To explore the final result we can display a few rows and columns of the data frame:
library(knitr)
kable(raw_r[1:5, 1:5])
drg_def | provider_id | provider_name | provider_street | provider_city |
---|---|---|---|---|
039 - EXTRACRANIAL PROCEDURES W/O CC/MCC | 10001 | SOUTHEAST ALABAMA MEDICAL CENTER | 1108 ROSS CLARK CIRCLE | DOTHAN |
039 - EXTRACRANIAL PROCEDURES W/O CC/MCC | 10005 | MARSHALL MEDICAL CENTER SOUTH | 2505 U S HIGHWAY 431 NORTH | BOAZ |
039 - EXTRACRANIAL PROCEDURES W/O CC/MCC | 10006 | ELIZA COFFEE MEMORIAL HOSPITAL | 205 MARENGO STREET | FLORENCE |
039 - EXTRACRANIAL PROCEDURES W/O CC/MCC | 10011 | ST VINCENT’S EAST | 50 MEDICAL PARK EAST DRIVE | BIRMINGHAM |
039 - EXTRACRANIAL PROCEDURES W/O CC/MCC | 10016 | SHELBY BAPTIST MEDICAL CENTER | 1000 FIRST STREET NORTH | ALABASTER |
We can also plot some of the data:
library(ggplot2)
ggplot(raw_r) +
geom_histogram(aes(x = total_discharges), binwidth = 5)
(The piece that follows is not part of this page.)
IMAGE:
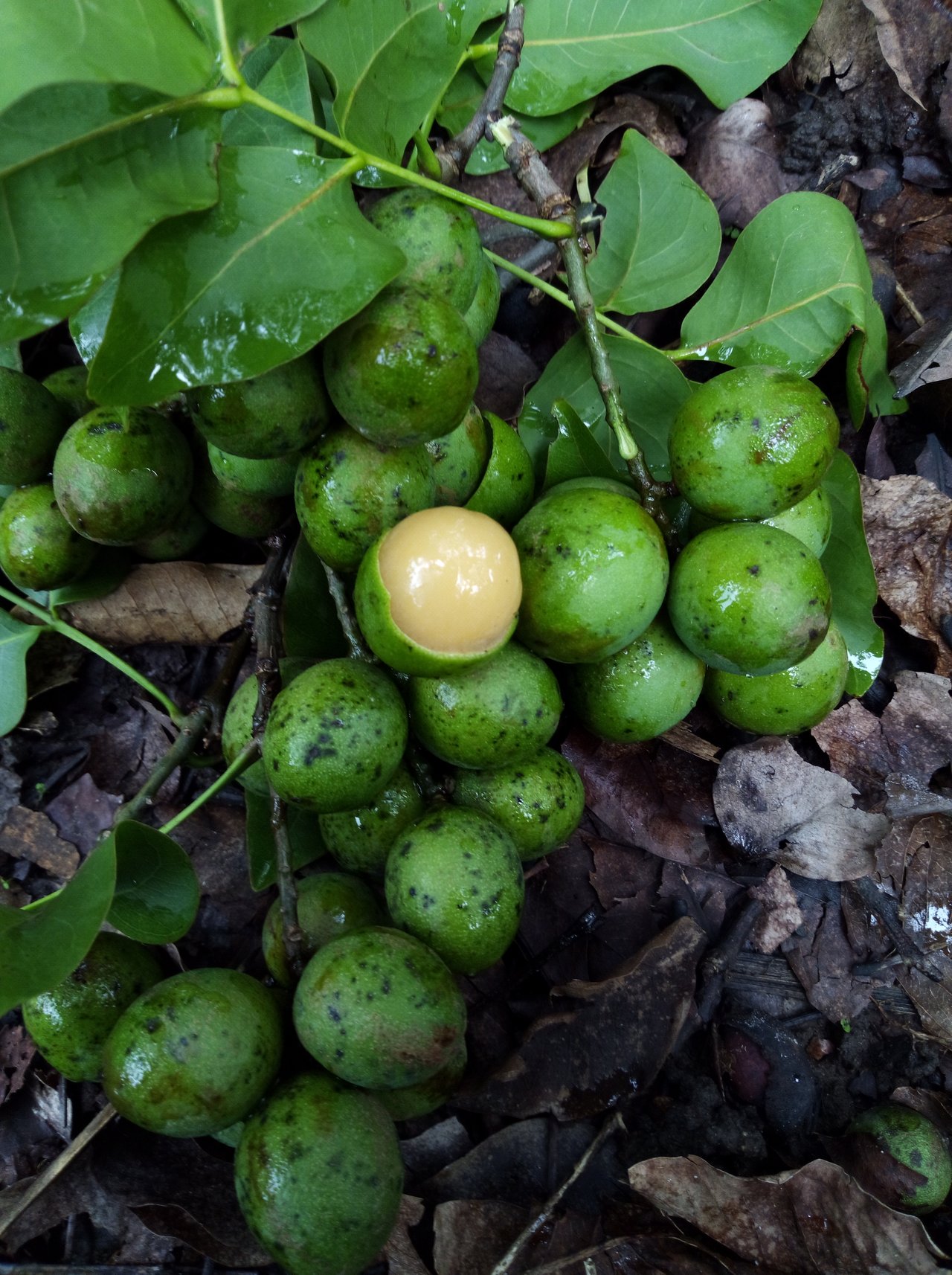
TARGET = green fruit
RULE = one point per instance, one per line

In summary it appears this package can be used to read an existing SAS dataset without needing to invoke SAS directly. My demo here is certainly not exhaustive of all SAS objects one might want to read - your own experience may vary! As noted above, it does not appear that the package is being actively developed so use it at your own risk.
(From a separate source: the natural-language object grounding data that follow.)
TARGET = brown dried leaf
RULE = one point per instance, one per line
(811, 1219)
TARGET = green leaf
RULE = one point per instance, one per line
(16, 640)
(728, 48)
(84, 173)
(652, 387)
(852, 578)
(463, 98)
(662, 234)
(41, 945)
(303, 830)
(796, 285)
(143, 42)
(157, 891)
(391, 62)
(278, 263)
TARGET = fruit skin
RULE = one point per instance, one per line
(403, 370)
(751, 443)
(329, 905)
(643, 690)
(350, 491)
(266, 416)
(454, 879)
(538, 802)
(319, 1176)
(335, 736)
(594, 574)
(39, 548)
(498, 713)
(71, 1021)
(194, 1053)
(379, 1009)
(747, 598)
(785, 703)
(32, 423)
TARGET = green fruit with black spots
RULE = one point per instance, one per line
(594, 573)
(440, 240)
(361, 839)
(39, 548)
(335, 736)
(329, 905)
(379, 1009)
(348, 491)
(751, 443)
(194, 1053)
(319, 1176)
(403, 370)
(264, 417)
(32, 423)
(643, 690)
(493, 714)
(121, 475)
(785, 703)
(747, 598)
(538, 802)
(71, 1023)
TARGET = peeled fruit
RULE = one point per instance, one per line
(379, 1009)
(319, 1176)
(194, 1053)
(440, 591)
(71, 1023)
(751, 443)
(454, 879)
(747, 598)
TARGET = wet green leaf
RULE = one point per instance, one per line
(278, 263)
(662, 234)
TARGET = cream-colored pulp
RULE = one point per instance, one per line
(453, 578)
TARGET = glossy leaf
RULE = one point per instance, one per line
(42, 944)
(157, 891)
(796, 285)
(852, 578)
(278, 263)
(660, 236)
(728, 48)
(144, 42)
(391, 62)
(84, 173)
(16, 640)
Other packages, such foreign
, require that the SAS dataset be converted first to “export” format before reading, or that SAS be invokable at the command line in order to convert the SAS dataset to an R-readable file on the fly.
Given these observations, a reliable alternative is to simply export the SAS dataset of interest to a common format such as CSV, XML, TXT, XLSX, or JSON (i.e. via PROC JSON
) and go from there. R has packages that can handle all of these formats.